Leur guerre contient un plan spécifique pour nous habituer au macabre de toutes les façons possibles même celle du divertissement. Ce ne sont pas des divertissements asexués ou immaculés, celui qui les consomme est soumis à une schizophrénie agréable qui nous blesse avec une ironie intentionnelle et impossible à percevoir. Ils nous veulent anesthésiés, parlant, agissant comme ils veulent même sans que nous nous en rendions compte en imitant leurs références mercantiles des « mass media » sous prétexte que « c’est amusant », que « comme ça, les gens comprennent », que « c’est vendeur ». Ils nous apprennent à répéter un piège logique dans lequel nous courons toutes sortes de risques en commençant par celui de rendre légitime la façon dominante de produire des formes d’expression. Cela ne veut pas dire qu’on ne peut pas faire dérailler le train des médias (consciemment et de façon critique) pour les mettre au service d’une transformation culturelle et d’une transformation de la communication mais il est indispensable de définir ce qui est réellement utile. Il faut étudier chaque cas minutieusement et c’est une chose que très peu de gens font.

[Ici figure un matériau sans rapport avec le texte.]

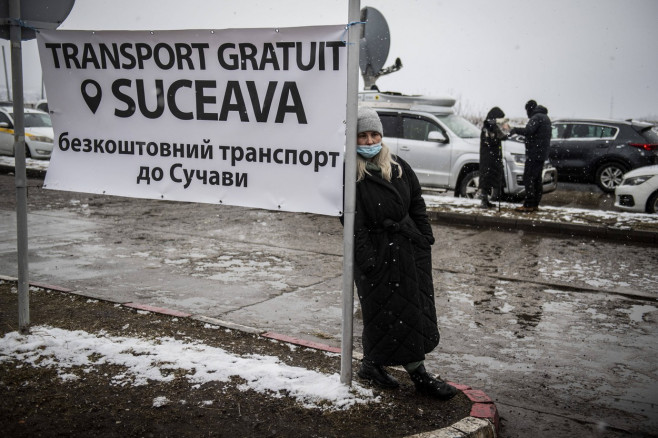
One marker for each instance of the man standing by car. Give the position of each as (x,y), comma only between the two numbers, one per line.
(537,135)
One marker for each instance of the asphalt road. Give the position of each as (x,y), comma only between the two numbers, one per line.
(558,331)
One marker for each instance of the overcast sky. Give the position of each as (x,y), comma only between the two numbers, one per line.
(594,58)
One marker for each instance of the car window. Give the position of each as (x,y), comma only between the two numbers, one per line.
(559,131)
(459,125)
(416,128)
(390,124)
(650,136)
(37,120)
(5,118)
(582,130)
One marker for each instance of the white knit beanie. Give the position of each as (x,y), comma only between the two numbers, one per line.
(368,120)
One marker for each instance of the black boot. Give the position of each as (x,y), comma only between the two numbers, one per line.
(377,375)
(429,385)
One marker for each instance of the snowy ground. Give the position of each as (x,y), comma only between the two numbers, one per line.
(613,219)
(147,360)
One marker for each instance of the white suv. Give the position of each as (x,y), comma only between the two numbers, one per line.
(442,147)
(38,132)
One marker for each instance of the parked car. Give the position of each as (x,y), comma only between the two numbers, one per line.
(442,147)
(42,105)
(638,190)
(38,133)
(601,151)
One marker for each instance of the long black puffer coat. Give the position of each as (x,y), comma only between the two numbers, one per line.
(491,156)
(393,269)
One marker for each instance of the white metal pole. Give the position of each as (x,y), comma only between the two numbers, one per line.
(19,158)
(4,62)
(350,191)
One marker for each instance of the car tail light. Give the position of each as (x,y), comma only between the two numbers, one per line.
(645,146)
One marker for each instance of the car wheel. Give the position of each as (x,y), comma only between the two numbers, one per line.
(609,176)
(652,203)
(469,185)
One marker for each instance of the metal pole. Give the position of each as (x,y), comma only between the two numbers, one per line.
(19,157)
(350,192)
(4,61)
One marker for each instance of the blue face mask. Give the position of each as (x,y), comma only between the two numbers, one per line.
(369,151)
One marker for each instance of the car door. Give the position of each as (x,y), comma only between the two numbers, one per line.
(430,159)
(578,146)
(6,135)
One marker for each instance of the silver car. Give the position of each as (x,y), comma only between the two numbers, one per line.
(442,147)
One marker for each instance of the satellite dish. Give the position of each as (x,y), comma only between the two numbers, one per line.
(35,14)
(374,45)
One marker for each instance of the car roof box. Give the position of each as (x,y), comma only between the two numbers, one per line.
(397,100)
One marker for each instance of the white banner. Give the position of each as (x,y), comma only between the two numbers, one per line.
(247,117)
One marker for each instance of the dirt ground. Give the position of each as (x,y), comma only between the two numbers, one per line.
(37,403)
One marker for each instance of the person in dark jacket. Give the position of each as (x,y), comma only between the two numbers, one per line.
(393,265)
(491,156)
(537,142)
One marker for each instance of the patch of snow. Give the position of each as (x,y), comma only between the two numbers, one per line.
(146,360)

Nous transférons à l’appareil patronal de guerre, bancaire et médiatique sans frein et sans contrôle des sommes d’argent incalculables. Nous avons fait des lois que nous ne respectons pas, nous acquérons une technologie sans souveraineté, nous ne renforçons pas nos écoles de cadres, nous ne créons pas de courant internationaliste pour une communication émancipatrice organisée et soutenue par ce qui est indispensable, nous ne créons pas les moteurs sémiotiques pour l’émancipation et l’accès des conscience au mouvement de la transformation, nous ne créons pas de bastion éthique et moral pour le contrôle politique du discours médiatique et le développement de la pensée critique ou, du moins, ce que nous faisons est réellement insuffisant. Et ce n’est pas par manque de talents ou d’experts, ce n’est pas par manque d’argent ni par manque de nécessité. La crise de la direction politique transformatrice fait à nouveau des ravages. Nous parlons beaucoup et nous faisons peu. Même le « rapports McBride » (1980), nous n’avons pas su l’écouter et l’utiliser comme on aurait dû.

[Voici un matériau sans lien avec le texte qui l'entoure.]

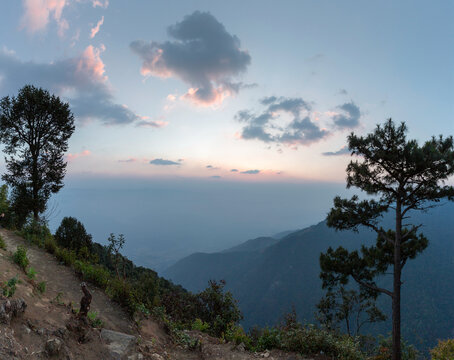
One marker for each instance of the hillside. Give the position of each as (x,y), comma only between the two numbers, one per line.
(48,329)
(268,282)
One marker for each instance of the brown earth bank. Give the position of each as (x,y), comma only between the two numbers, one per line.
(50,329)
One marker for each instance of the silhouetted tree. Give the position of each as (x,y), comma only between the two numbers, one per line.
(349,306)
(35,128)
(114,247)
(402,177)
(71,234)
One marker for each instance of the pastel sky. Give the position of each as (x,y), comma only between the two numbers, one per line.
(237,90)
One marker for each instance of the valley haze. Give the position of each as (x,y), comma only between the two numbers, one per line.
(165,220)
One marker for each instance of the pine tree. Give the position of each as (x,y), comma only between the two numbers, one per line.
(401,177)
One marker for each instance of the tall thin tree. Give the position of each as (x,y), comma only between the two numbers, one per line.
(401,177)
(35,127)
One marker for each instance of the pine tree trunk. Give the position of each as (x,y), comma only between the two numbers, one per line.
(397,284)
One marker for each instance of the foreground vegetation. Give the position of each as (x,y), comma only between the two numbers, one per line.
(213,311)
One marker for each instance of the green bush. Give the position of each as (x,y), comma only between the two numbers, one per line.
(123,293)
(9,288)
(36,233)
(31,273)
(41,287)
(2,243)
(307,340)
(444,350)
(95,321)
(50,245)
(218,308)
(68,257)
(384,350)
(95,274)
(20,257)
(200,325)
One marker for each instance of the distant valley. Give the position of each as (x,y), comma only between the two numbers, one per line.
(270,275)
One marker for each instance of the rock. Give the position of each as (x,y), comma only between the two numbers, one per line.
(53,346)
(137,356)
(26,329)
(156,357)
(241,347)
(120,345)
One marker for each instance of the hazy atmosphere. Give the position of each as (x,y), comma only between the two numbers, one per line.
(202,100)
(227,179)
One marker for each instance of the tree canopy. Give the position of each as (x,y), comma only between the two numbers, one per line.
(401,177)
(35,127)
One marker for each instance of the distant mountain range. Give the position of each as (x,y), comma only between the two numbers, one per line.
(269,275)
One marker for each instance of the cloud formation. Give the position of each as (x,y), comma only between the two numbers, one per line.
(38,12)
(71,157)
(80,80)
(342,151)
(95,29)
(349,116)
(202,54)
(266,126)
(146,122)
(104,4)
(250,172)
(163,162)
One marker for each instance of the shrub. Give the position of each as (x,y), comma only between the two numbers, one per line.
(31,273)
(384,350)
(218,308)
(41,287)
(36,233)
(71,234)
(68,257)
(95,274)
(123,293)
(9,288)
(2,243)
(20,257)
(444,350)
(50,245)
(95,321)
(200,325)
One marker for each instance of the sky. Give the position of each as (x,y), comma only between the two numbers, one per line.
(259,91)
(201,124)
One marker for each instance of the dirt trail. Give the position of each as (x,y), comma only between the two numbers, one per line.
(46,318)
(62,279)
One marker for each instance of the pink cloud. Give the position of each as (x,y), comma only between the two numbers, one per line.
(90,63)
(71,157)
(215,99)
(95,30)
(37,13)
(128,160)
(151,123)
(104,4)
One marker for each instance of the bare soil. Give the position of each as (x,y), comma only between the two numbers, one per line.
(47,317)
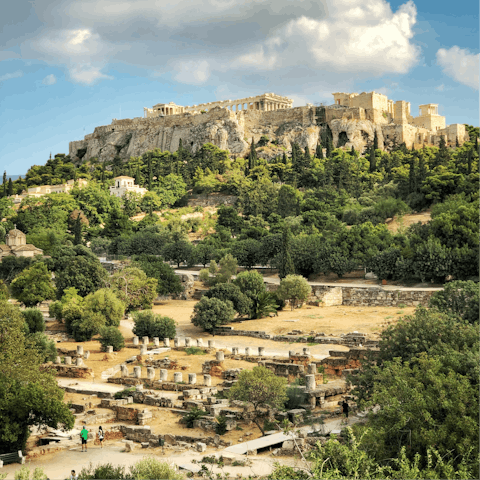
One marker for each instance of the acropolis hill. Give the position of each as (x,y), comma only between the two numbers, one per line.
(352,120)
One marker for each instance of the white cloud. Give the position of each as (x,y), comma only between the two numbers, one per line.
(460,64)
(9,76)
(50,79)
(192,72)
(357,37)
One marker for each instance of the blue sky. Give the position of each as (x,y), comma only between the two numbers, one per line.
(67,66)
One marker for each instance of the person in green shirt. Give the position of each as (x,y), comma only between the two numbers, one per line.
(84,437)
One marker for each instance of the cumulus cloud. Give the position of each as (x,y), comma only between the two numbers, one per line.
(274,45)
(50,79)
(9,76)
(460,64)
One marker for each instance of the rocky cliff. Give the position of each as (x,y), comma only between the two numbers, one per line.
(228,130)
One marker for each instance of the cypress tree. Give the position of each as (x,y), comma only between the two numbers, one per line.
(373,160)
(77,230)
(469,162)
(286,263)
(319,151)
(150,174)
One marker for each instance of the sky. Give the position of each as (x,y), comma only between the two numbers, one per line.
(67,66)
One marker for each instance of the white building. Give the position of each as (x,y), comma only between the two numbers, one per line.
(125,184)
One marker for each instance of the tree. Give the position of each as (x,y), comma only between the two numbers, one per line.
(262,389)
(77,267)
(295,289)
(210,313)
(168,282)
(33,286)
(149,324)
(242,304)
(111,336)
(34,319)
(28,393)
(107,304)
(133,287)
(178,252)
(458,298)
(286,266)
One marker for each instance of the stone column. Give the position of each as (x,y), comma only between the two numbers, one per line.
(310,382)
(312,369)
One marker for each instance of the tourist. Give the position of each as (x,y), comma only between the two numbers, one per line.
(101,436)
(84,437)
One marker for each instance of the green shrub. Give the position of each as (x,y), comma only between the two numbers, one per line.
(194,351)
(221,426)
(149,324)
(34,319)
(111,336)
(192,415)
(127,392)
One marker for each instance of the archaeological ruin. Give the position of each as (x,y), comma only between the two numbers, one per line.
(351,121)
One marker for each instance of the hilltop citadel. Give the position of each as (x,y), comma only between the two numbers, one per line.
(352,120)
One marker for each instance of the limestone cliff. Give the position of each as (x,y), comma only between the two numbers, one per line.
(230,130)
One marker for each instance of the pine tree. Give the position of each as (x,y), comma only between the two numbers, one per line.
(286,263)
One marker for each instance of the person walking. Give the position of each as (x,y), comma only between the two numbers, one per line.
(84,437)
(101,436)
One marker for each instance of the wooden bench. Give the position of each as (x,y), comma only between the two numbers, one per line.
(16,457)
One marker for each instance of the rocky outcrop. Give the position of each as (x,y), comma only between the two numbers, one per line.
(228,130)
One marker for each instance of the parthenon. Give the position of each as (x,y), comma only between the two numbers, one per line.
(265,103)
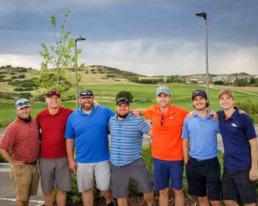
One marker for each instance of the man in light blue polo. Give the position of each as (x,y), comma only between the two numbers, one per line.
(87,131)
(126,154)
(202,169)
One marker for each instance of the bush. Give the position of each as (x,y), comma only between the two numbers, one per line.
(21,76)
(125,94)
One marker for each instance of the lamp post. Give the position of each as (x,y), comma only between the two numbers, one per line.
(76,79)
(204,15)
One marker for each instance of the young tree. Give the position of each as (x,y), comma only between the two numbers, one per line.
(58,59)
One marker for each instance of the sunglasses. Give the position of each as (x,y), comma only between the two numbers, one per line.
(53,92)
(162,120)
(26,103)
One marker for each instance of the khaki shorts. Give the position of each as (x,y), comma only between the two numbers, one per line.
(25,181)
(86,173)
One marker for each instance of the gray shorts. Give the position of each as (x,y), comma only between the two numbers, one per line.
(54,172)
(86,173)
(120,178)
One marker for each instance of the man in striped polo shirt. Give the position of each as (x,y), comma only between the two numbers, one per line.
(126,154)
(22,138)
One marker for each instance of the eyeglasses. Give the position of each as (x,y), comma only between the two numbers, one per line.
(162,120)
(53,92)
(26,103)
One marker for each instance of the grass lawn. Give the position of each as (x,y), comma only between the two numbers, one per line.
(144,97)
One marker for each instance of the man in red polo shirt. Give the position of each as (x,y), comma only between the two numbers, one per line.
(22,138)
(53,163)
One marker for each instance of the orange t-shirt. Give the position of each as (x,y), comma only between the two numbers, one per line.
(167,143)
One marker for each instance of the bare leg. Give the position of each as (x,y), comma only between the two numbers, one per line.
(108,195)
(163,197)
(60,197)
(148,198)
(179,197)
(87,197)
(49,199)
(122,201)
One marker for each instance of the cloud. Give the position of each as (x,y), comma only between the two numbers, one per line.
(152,57)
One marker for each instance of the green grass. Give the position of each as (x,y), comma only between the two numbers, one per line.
(144,97)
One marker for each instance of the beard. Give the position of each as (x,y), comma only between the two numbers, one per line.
(88,107)
(122,116)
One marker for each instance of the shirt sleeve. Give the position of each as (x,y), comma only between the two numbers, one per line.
(147,113)
(8,139)
(69,131)
(143,126)
(185,133)
(249,127)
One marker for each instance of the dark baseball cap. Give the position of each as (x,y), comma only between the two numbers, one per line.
(122,100)
(86,93)
(53,92)
(198,92)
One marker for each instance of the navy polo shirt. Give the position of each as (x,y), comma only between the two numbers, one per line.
(236,132)
(90,133)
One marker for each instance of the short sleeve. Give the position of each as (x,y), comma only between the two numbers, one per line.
(143,126)
(185,133)
(249,127)
(69,131)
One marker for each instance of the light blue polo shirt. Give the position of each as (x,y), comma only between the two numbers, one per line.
(90,133)
(126,139)
(202,135)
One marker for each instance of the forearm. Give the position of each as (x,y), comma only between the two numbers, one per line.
(6,156)
(186,150)
(70,149)
(254,153)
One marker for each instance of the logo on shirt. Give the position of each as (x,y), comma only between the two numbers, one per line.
(233,125)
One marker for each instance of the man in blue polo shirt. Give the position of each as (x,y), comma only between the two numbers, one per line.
(202,168)
(126,154)
(240,145)
(87,131)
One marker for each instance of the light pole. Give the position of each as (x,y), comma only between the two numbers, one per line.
(204,15)
(76,79)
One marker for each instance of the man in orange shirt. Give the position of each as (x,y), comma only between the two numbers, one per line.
(167,145)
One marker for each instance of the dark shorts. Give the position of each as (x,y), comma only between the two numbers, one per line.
(120,178)
(54,172)
(203,174)
(237,186)
(163,170)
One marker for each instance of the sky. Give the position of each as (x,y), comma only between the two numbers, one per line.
(150,37)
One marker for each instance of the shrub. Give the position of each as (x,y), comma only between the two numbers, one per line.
(21,76)
(125,94)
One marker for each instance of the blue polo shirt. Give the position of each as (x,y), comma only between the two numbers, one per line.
(126,139)
(202,135)
(90,133)
(236,132)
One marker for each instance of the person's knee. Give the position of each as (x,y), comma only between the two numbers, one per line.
(164,192)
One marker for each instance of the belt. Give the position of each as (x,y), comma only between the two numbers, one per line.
(31,163)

Le comble, c’est que la classe dominante développe en permanence des moyens et des façons de nous anesthésier, de nous désorganiser et de nous humilier sans clémence. Elle invente des mensonges fourbes qui passent impunément et ne suscitent pas de réponse, de long en large sur la planète, toujours avec un don d’ubiquité et une rapidité que nous, nous ne pourrons jamais mesurer ni qualifier en temps réel. Et l’immense majorité des voix, nous les voyons depuis nos maisons (chambres à coucher incluses) sous forme « d’informations », « de divertissement » ou « de reality show. » Nous consommons leurs produits, nous augmentons leur « cote » et nous ruminons notre impuissance, nous faisons une catharsis, indignés et pris dans les filets de phrases toutes faites inutiles et sans importance pour la plupart. Il est urgent de faire dérailler le train sémantique et de nous mettre à construire (c’est-à-dire à avancer) le sens émancipateur dont avons besoin de façon urgente. Cela fait partie de la guerre.